Lorenzo Lamperti il Manifesto 22 febbraio 2023
La Via della Pace cinese: sicurezza per tutti. A partire da Pechino
Presentato il concept paper della Global Security Initiative. Al centro il contrasto all’«egemonismo» Usa e il rispetto delle sovranità nazionali, con un occhio a Taiwan, «che non sarà la prossima Ucraina»
Vladimir Putin parla da Mosca, Joe Biden da Varsavia. La Cina prova a ergersi sui contendenti, mostrandosi come la forza in grado di garantire pace e stabilità. E lo fa presentando il concept paper sulla Global Security Initiative (Gsi), l’antipasto della «proposta di pace» sull’Ucraina che verrà presentata nei prossimi giorni. La Gsi è il nuovo progetto «gemello» della Belt and Road, lanciato lo scorso anno da Xi Jinping.

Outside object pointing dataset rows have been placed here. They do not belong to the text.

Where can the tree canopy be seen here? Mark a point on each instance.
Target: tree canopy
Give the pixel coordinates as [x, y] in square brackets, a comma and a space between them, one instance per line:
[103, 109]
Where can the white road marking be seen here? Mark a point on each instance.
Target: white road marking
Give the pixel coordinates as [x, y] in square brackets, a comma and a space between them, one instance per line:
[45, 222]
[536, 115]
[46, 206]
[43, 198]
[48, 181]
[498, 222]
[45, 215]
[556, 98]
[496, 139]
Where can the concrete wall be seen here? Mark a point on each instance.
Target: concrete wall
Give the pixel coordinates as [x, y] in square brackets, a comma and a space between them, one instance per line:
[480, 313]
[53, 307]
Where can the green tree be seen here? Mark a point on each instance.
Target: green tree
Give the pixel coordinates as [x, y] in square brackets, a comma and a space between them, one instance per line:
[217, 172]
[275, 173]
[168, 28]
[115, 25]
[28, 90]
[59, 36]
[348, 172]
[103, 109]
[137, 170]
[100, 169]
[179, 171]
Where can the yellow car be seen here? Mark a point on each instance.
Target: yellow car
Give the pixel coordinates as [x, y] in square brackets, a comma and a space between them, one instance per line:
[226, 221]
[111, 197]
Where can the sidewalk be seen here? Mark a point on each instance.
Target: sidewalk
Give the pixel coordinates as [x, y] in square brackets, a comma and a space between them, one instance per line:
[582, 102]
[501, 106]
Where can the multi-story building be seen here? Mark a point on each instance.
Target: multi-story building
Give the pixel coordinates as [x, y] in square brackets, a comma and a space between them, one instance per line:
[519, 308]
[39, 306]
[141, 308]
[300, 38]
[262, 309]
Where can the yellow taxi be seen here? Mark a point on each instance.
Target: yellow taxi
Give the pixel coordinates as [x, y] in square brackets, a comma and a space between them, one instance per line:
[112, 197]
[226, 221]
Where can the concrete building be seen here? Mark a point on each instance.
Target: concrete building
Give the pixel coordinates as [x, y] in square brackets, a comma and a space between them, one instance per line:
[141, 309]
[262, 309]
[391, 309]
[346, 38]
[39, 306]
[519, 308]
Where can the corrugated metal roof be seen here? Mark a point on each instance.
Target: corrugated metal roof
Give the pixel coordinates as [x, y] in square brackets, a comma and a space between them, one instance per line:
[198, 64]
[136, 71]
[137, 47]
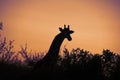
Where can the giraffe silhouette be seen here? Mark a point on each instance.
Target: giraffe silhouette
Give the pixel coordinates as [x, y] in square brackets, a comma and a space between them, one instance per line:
[53, 53]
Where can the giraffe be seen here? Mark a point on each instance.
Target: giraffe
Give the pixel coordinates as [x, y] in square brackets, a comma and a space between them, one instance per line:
[53, 53]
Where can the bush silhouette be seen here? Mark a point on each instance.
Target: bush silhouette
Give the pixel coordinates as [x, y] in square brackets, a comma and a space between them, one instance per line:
[75, 64]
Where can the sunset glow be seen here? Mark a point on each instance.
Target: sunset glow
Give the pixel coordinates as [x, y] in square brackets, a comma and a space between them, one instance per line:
[96, 23]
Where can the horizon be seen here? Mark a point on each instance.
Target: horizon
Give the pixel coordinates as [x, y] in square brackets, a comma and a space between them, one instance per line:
[96, 23]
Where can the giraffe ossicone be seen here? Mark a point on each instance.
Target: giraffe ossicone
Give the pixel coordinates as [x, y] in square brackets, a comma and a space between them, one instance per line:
[53, 53]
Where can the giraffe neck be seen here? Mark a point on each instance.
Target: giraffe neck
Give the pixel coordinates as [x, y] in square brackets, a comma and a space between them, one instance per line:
[55, 46]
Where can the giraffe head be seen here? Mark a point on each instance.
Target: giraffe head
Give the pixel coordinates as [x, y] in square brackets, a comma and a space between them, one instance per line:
[66, 32]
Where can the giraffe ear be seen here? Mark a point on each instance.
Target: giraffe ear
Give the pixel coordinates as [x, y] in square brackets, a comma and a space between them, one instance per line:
[60, 29]
[71, 31]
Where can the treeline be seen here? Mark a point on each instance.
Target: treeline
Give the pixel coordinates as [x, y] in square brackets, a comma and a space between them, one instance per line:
[77, 64]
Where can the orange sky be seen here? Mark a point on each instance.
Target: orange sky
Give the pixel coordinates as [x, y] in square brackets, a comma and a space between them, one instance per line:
[96, 23]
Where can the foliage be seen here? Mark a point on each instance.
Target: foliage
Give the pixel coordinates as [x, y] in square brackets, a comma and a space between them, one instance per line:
[75, 64]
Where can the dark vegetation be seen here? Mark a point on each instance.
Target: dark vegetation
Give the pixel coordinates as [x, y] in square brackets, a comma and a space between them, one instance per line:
[77, 64]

Se la Via della Seta guarda soprattutto al commercio, con la Gsi la Cina si erge a garante della stabilità, soprattutto presso il cosiddetto “Sud globale”. Non a caso diversi paragrafi del testo sono dedicati ad Africa, Sud-Est asiatico, isole del Pacifico e America latina. «I nostri tempi e la nostra storia stanno cambiando come mai prima d’ora e la comunità internazionale si trova ad affrontare molteplici rischi e sfide raramente visti prima», recita l’introduzione del documento.
LE PRINCIPALI MINACCE individuate dalla Cina sono «unilateralismo e protezionismo», di cui da tempo Pechino accusa gli Stati uniti. L’obiettivo della Gsi è «eliminare le radici alla causa dei conflitti internazionali». In che modo? Seguendo un «approccio olistico» in cui va sostenuto un concetto di «sicurezza comune, che rispetti e salvaguardi la sicurezza di ogni paese». Frase più volte usata dall’inizio della guerra e applicata anche ai lanci di missili della Corea del nord.
L’implicito è chiaro: Washington e l’occidente non possono arrogarsi l’esclusiva di una sicurezza «giusta» che non prenda in considerazione la prospettiva degli attori estranei ai canoni di «democrazia liberale».
Il concept paper chiede anche il rispetto della sovranità e dell’integrità territoriale di tutti i paesi, principio apprezzato e sottolineato dal ministro degli Esteri ucraino Dmytro Kuleba in conferenza stampa con l’Alto rappresentante della politica estera Ue Josep Borrell (che ha dichiarato che la Cina gli ha garantito che non invierà armi a Mosca) e il ben più scettico segretario generale della Nato Jens Stoltenberg.
In un altro documento pubblicato dal ministero degli Esteri, che va letto a completamento del precedente, la Cina critica invece «l’egemonismo» che gli Usa continuerebbero a perseguire su diversi fronti: politico, militare, economico, tecnologico e culturale. Una mentalità che, nella prospettiva e retorica cinesi, rappresenta il maggiore rischio alla stabilità globale. La Cina ribadisce la richiesta a non «gettare benzina sul fuoco» dei conflitti. Cosa che secondo Pechino ha fatto Joe Biden col suo viaggio a Kiev e il suo duro discorso su Vladimir Putin pronunciato a Varsavia.
Presentando il documento sulla Gsi, il ministro degli Esteri Qin Gang ha chiarito la visione olistica della sicurezza globale cinese, sottolineando che lo sviluppo della Cina non può prescindere da un ambiente internazionale stabile. Ma che, allo stesso modo, senza la sicurezza della Cina non ci sarà sicurezza globale.
DA QUI LA RICHIESTA alla comunità internazionale di smettere di sostenere che Taiwan sarà la prossima Ucraina. Nell’ottica di Pechino, lo status quo dello Stretto è una questione interna su cui non dovrebbero esserci interferenze. Nonostante ieri la presidente taiwanese Tsai Ing-wen abbia dichiarato di fronte a una delegazione statunitense che Taipei sta rafforzando i legami militari con gli Usa.
A Mosca, intanto, Wang Yi ha incontrato il segretario del Consiglio di sicurezza russo Nikolai Patrushev. Il massimo diplomatico cinese ha incassato il sostegno russo su Taiwan e Hong Kong. Per la Cina è essenziale, in linea con quanto detto anche da Emmanuel Macron, che la Russia non venga umiliata.
Per Pechino sarebbe importante arrivare a un negoziato di pace il più presto possibile, per salvare gli equilibri ed evitare lo spauracchio di una caduta di Putin, che priverebbe Xi di un partner sempre più dipendente da lui e dunque di un possibile asset da utilizzare a livello politico. Il timore cinese è però che gli Usa vogliano arrivare fino in fondo. Trascinando nella logica di contrapposizione tra blocchi anche Pechino.